Parents, for example, sometimes become so busy with other obligations and interests and activities that they fail to see, or, if they see, fail fully to sense the first signs of changes in their children—change of attitude, change of affection, change of interest and activity, change of the company they keep. These may be for better or for worse, but at least parents should pause and look and sense and see—should watch the signs—the warning signs—should watch the symptoms.

As patiently and prayerfully they live for it, parents are entitled to a kind of wisdom, to a kind of guidance, to a discerning sense concerning their children; and by love, and by wise and patient counsel, and by faith and forbearance, can sometimes save mistakes and hazards and heartaches, and can sometimes keep them from cluttering their lives, from marring their records, from turning down wrong roads. By watching early signs and symptoms, not too obviously, not too intrusively parents can often exercise the power of prevention.

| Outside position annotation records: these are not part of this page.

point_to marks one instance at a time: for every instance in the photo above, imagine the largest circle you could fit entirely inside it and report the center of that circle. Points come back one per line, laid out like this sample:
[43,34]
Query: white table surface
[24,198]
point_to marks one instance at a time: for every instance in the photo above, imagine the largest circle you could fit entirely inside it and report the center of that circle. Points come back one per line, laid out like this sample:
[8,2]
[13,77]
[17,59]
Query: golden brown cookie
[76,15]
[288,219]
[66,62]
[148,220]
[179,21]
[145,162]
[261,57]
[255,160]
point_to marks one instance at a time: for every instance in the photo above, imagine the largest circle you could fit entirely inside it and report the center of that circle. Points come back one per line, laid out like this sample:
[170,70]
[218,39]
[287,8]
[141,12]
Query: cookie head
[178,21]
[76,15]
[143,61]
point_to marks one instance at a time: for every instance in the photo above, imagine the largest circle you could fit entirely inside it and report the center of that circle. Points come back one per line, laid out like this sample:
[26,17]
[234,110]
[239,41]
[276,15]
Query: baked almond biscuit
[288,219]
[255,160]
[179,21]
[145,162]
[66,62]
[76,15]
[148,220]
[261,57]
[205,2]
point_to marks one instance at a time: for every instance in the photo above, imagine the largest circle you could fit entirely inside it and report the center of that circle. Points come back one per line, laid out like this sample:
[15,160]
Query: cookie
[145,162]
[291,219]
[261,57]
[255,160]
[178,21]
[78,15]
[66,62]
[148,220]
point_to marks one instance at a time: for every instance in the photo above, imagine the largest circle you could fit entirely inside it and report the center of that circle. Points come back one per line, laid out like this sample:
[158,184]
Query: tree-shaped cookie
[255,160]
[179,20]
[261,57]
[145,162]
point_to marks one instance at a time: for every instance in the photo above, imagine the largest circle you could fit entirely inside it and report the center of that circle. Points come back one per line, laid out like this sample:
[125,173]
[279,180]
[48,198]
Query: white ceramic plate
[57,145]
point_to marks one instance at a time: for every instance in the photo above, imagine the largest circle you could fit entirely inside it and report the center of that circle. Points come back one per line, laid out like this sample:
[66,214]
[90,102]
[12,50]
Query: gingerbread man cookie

Often, in other ways also, people may have impressions of things they should or shouldn’t do—a kind of still small voice seeming to talk inside—something we might call conscience, or something even other and beyond that which might be called conscience. And when a person approaches decisions or situations which have inherently within them the elements of danger or disgrace, it would seldom seem that anyone could honestly say that he is utterly and entirely unaware of any sense of warning, of any sense that he was doing or considering something he shouldn’t do.

Call them what we will, it seems that we often have occasion to regret ignoring impressions, ignoring the warning signs and symptoms. Intelligently, prayerfully, earnestly, we should heed the warning signs and symptoms, and pay more honest, purposeful attention to the power of prevention.